We're doing fine here at Farmstead, and thanks for asking. Business is down a bit, but it's down everywhere, and Carol, the staff and I are truly blessed to have located our shops in Alameda and Montclair Village - two communities that have been been more than superlative in supporting local, family owned businesses.
I wonder what my community would be like if there were no shoe repair shop and I'd have to drive miles to get a prescription filled or to have my computer repaired. I shudder when I think of the suburban sprawl that I see in my travels - chain stores, big boxes and franchise restaurants as far as the eye can see.
I try to shop locally, and go out of my way whenever possible to buy from locally owned businesses. It may cost me a buck or two more, but I feel that somehow I am paying it forward. I understand that I have a responsibility to keep my hard earned dollars in my own community.
Yet, I still get my DVDs from Netflix, my toilet paper from Costco and dog treats from Trader Joe's instead of the local alternatives, and I occasionally just have to have a burger from In and Out instead of the sublime ones available at The Wood Tavern.

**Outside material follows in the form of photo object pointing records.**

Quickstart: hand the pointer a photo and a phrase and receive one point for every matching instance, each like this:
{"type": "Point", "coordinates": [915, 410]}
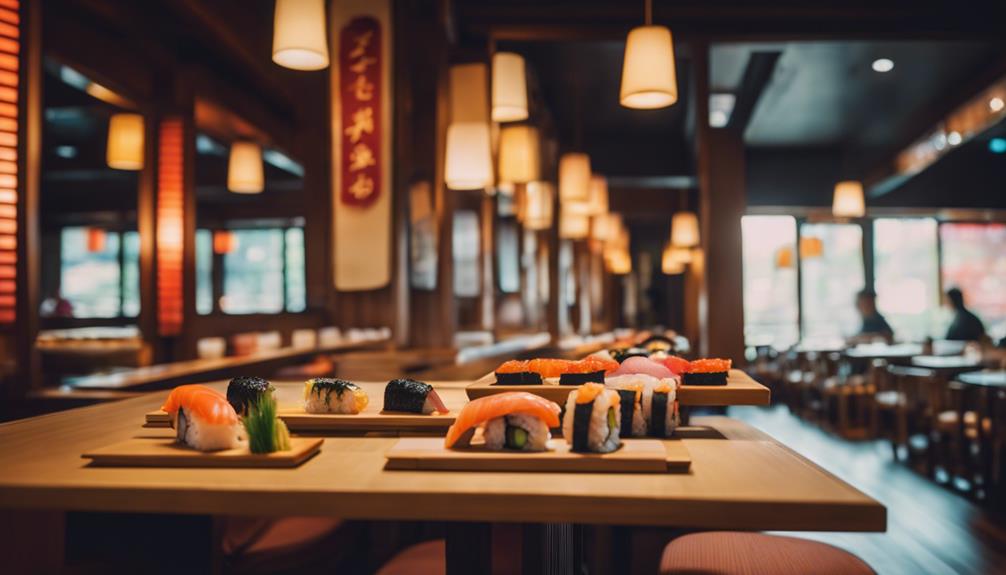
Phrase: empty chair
{"type": "Point", "coordinates": [735, 553]}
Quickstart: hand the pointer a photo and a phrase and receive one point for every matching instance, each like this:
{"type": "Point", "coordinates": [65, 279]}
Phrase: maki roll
{"type": "Point", "coordinates": [630, 390]}
{"type": "Point", "coordinates": [331, 395]}
{"type": "Point", "coordinates": [660, 408]}
{"type": "Point", "coordinates": [592, 419]}
{"type": "Point", "coordinates": [516, 372]}
{"type": "Point", "coordinates": [512, 420]}
{"type": "Point", "coordinates": [707, 372]}
{"type": "Point", "coordinates": [411, 396]}
{"type": "Point", "coordinates": [203, 419]}
{"type": "Point", "coordinates": [245, 390]}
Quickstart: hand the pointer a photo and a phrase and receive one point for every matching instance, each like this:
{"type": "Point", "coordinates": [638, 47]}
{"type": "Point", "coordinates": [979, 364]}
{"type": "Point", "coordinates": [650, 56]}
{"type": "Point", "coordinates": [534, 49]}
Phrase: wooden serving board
{"type": "Point", "coordinates": [740, 389]}
{"type": "Point", "coordinates": [635, 456]}
{"type": "Point", "coordinates": [370, 419]}
{"type": "Point", "coordinates": [167, 452]}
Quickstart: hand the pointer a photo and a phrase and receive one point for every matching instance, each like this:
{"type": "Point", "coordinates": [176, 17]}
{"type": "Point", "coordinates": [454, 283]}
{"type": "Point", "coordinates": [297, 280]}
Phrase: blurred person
{"type": "Point", "coordinates": [966, 326]}
{"type": "Point", "coordinates": [874, 325]}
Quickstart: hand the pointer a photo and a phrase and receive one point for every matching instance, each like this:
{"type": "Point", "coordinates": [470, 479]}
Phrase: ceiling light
{"type": "Point", "coordinates": [300, 40]}
{"type": "Point", "coordinates": [883, 64]}
{"type": "Point", "coordinates": [649, 79]}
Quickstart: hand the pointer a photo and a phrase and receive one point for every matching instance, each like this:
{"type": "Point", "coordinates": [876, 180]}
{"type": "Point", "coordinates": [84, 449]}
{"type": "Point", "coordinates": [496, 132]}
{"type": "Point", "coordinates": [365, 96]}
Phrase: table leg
{"type": "Point", "coordinates": [469, 548]}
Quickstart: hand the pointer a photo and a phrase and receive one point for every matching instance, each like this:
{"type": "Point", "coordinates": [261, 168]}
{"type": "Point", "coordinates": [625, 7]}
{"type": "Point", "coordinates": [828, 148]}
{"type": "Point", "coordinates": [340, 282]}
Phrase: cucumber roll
{"type": "Point", "coordinates": [593, 419]}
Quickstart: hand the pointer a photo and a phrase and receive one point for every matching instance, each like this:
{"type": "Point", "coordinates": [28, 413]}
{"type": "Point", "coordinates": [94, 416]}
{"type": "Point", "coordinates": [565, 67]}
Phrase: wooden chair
{"type": "Point", "coordinates": [734, 553]}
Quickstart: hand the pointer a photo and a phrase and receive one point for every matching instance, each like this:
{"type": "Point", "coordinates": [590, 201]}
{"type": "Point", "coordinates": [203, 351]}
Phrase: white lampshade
{"type": "Point", "coordinates": [469, 164]}
{"type": "Point", "coordinates": [244, 170]}
{"type": "Point", "coordinates": [649, 79]}
{"type": "Point", "coordinates": [519, 154]}
{"type": "Point", "coordinates": [125, 149]}
{"type": "Point", "coordinates": [573, 225]}
{"type": "Point", "coordinates": [300, 39]}
{"type": "Point", "coordinates": [574, 177]}
{"type": "Point", "coordinates": [538, 205]}
{"type": "Point", "coordinates": [848, 200]}
{"type": "Point", "coordinates": [684, 229]}
{"type": "Point", "coordinates": [509, 87]}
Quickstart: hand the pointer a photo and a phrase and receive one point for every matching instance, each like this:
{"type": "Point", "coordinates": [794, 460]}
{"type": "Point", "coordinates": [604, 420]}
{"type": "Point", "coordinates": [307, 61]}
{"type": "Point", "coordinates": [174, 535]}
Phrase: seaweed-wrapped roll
{"type": "Point", "coordinates": [411, 396]}
{"type": "Point", "coordinates": [246, 390]}
{"type": "Point", "coordinates": [592, 419]}
{"type": "Point", "coordinates": [332, 395]}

Does occasionally shopping at big boxes make me an evil hypocrite? I don't think so. What it does mean is that perhaps we could all be a bit more conscious of the economic power that each of us possess in our wallets and purses. This isn't meant to be a plea for you to spend more money at Farmstead (although we'd certainly welcome your patronage), just a reminder to maybe think about the potential ramifications of the choices that we all make each and every day.